You can put this one into the category of the guy with a hammer seeing every problem as a nail. I have always wondered why Russia didn’t focus on becoming a globally integrated economic power - leaving the militaristic posturing and the warmongering far in the past. If Putin wants to “make Russia great again” he could be leveraging enormous economic potential rather than invading neighbouring countries.
I don’t claim to have any insight here, really. Reading about late 19th Century and early-mid 20th Century Russia and environs has been a bit of a hobby. I have 35 books in my physical collection and another two dozen or so audio books on the subject. Reading 30,000 pages from Chernychevsky’s What is do be Done? to Lenin’s What is do be Done? to Robert Service and Anne Applebaum chronicling what has been done gives me just enough knowledge to be dangerous.
I groaned when former President Obama remarked that Russia was a declining power or something similar and was not surprised when Putin, nearly a decade later, referred in a speech to the U.S. as a declining power - he used almost the exact wording as Obama.
Russia wants to be a globally influential power. It’s politicians and many (if not most) of its people. What’s wrong with that? The problem is the method.
Russia has enormous natural resources. I believe it has massive tourism potential. It has cranked out impressive IT talent for decades. Imagine if that talent was put to positive use? It has strong universities and research capabilities. Large swathes of Russia are ideal for farming. It is one of the most oil and gas/mineral rich countries in the world.
And it sits strategically between east and west.
Russia could be one of the most impressive economies in the world attracting talent from the far corners - just like Canada does - instead giving mothers a million rubles if they have 10 or more children.
I hope the post-Putin Russia figures this out. They went through a Kleptocratic phase - so did the Yanks with the Robber Barons. Now is it time to build highly credible institutions that offset each other and ensure accountability. When the media, military, courts, political systems and billionaire tycoons are all aligned - no good can come of it.
A competitive and dynamic market economy that limits graft coupled with a grand vision for a free and open Russia that sees itself as a world leader in addressing global challenges without brute force - would be better for its people and the planet.
And I truly think it is possible. There are those who think Russia is nothing without its Nukes. That it is a declining power with a miserable population that would all leave if given the chance.
I see Russia as similar to Canada geographically - with even more resources - and even better positioned geographically for this century and beyond.
The trouble is that, unlike troublesome journalists, cultural ‘baggage’ is hard to purge. This view that Russia needs a ‘strongman’ to be successful goes back hundreds of years. The view that Russia’s true power comes from military might (we will never let Europe boss us around again) - is hard to dislodge.
But if the goal is a wildly successful Russia - where 92% of the population has a high level of life satisfaction (like in Canada), where median incomes are comparative with rest of Europe and where people are flocking to move to rather than leaving in droves - I suggest they boot Putin, bring in Navalny and focus on becoming a great economic power.

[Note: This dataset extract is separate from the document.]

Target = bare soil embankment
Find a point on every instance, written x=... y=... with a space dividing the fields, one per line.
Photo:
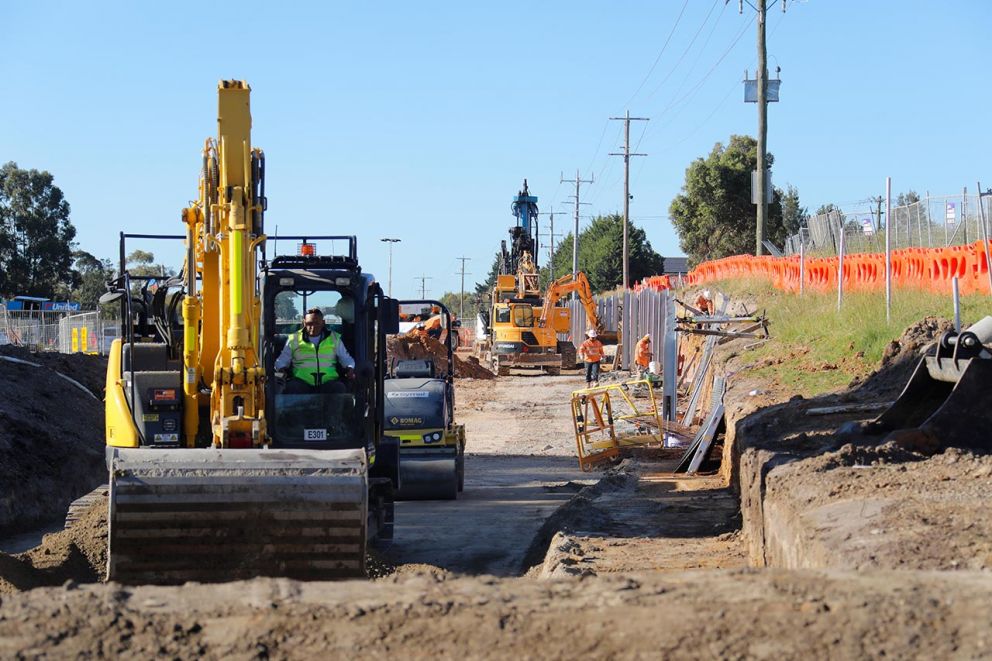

Giving mothers a medal and a million rubles for having 10 children could then be removed as a major policy for Russian greatness.
The Russian people, as with most people, are living in the perceived glory of their past. Despite American and British propoganda to the contrary, Russia won the Second World War militarily and diplomatically. Stalin bested Churchill and Roosevelt at the Tehran Conference when they agreed to his 'Blood for Land' proposal, handing the Russians 150 million people, from Ukraine, Belarussia and the Baltic states, to Poland, Czechoslovakia, Yugoslavia, Bulgaria, Hungary, and two-thirds of Germany—more land than Hitler ever dreamed of. The United States got the right to keep soldiers in Germany and Britain got nothing. This is the past the Russians lament and long recreate. Russia is a shadow of what it was in 1945 onward, and can never be as great again.
Putin is nothing without oil, and he is paradoxically accelerating the pace that the world is cutting their umbilical cord to it. I know it is not kosher to say such a thing, but nuclear, and hydrogen in the further future, will replace oil sooner than later. OPEC has been a reliable partner with the west, mainly because Canada and the United States can and do compete on equal footing, but their leverage is waning and eventually they must drop prices, undercutting more expensive Russian oil. Putin's Russia is headed for disaster and he knows it. The nuclear arsenal he has is as useless as all nuclear weapons, and an economically squeezed Russia cannot afford them.
Russia can have a stable economy and a bright future over the long term, but only if, as you so elequently explain, they first deal themselves out of the war game and concentrate their vast energy on relationships with NATO and the United Nations. They are not financially burdened with debt, but they have no credit either. They have vast resources, but they are like the local grocer that everyone hates. No one wants to buy what they are selling, and it will get worse every day that Putin rules. The days of the bully are going fast.
When I saw Robert Service, I thought "The Cremation of Sam McGee." Google set me straight.
Nice library. I have something regarding China, though more history than current events.